This article contains mild spoilers for Vice.
The central conundrum of Dick Cheney’s political and historical identity is the gulf between the malevolence of his public persona (snarling, dark, relentless) and the mildness of his private personality (wry, relaxed, understated). It’s a dichotomy that Adam McKay tackles head-on in Vice, his tragicomedy of a biopic about the 46th vice president of the United States.
The darkness is all there in the film: cinema verité footage of torture and Abu Ghraib and the aerial bombardment of Baghdad; the secret energy task force; the bald assertion of executive power and a creed of realpolitik so hardheaded as to be heartless—all served up in a tone that veers from wild satire to dead-serious drama.

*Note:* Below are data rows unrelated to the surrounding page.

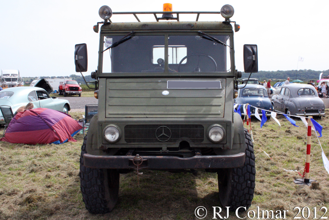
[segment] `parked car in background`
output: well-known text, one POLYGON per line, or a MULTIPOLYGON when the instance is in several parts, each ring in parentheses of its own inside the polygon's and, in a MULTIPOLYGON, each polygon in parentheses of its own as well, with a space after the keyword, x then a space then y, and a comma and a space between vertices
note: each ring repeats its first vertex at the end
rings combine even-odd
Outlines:
MULTIPOLYGON (((19 87, 6 88, 0 91, 0 106, 11 107, 13 113, 21 106, 29 102, 34 108, 46 108, 68 113, 71 110, 67 100, 50 97, 52 88, 44 80, 40 80, 34 87, 19 87)), ((4 124, 3 117, 0 112, 0 124, 4 124)))
MULTIPOLYGON (((275 84, 274 84, 274 86, 273 86, 273 94, 278 94, 280 91, 280 90, 281 89, 281 87, 282 86, 285 85, 285 82, 278 82, 276 83, 275 84)), ((293 83, 291 82, 289 82, 289 83, 293 83)))
MULTIPOLYGON (((238 97, 234 99, 236 104, 247 104, 260 109, 272 110, 272 104, 265 88, 261 85, 246 84, 238 85, 238 97)), ((251 115, 255 115, 255 108, 250 107, 251 115)), ((261 110, 259 110, 261 114, 261 110)), ((242 111, 241 114, 244 115, 242 111)))
POLYGON ((58 94, 64 95, 66 97, 68 94, 78 95, 81 96, 82 88, 75 80, 66 80, 59 83, 58 94))
POLYGON ((258 79, 249 79, 249 80, 248 81, 247 79, 244 79, 242 80, 242 82, 240 82, 240 84, 246 84, 246 83, 247 83, 247 84, 255 84, 255 85, 262 85, 262 83, 260 83, 259 81, 258 81, 258 79))
POLYGON ((276 112, 292 115, 317 116, 325 115, 325 104, 316 88, 307 84, 283 85, 280 93, 272 97, 276 112))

But Cheney’s softer side is on full display, too (as when he coaches his non-cook wife, Lynne, on how to make boxed macaroni and cheese). And McKay, who both wrote the screenplay and directed the film, never lets viewers forget for a moment that his protagonist has a loving family and a beating heart—even if by the end of the story (after transplant surgery) that heart is no longer his own.
I covered the Cheneys—Dick, Lynne, and their daughters, Liz and Mary—during the second Bush administration for The New York Times, and, 12 years ago, wrote a profile of the vice president for Vanity Fair. Then as now, the gap between his Darth Vader image and the Ward Cleaver vibe he gives off in person is hard to reconcile, but McKay does his damnedest. What’s more, he plays off the sympathetic, even gentle, private man to compel attention to what he clearly views as Cheney’s monstrous public acts. The father who says just the right thing when his daughter comes out as gay is also the vice president who may or may not have consulted his boss before issuing orders to shoot down one of the hijacked planes on 9/11.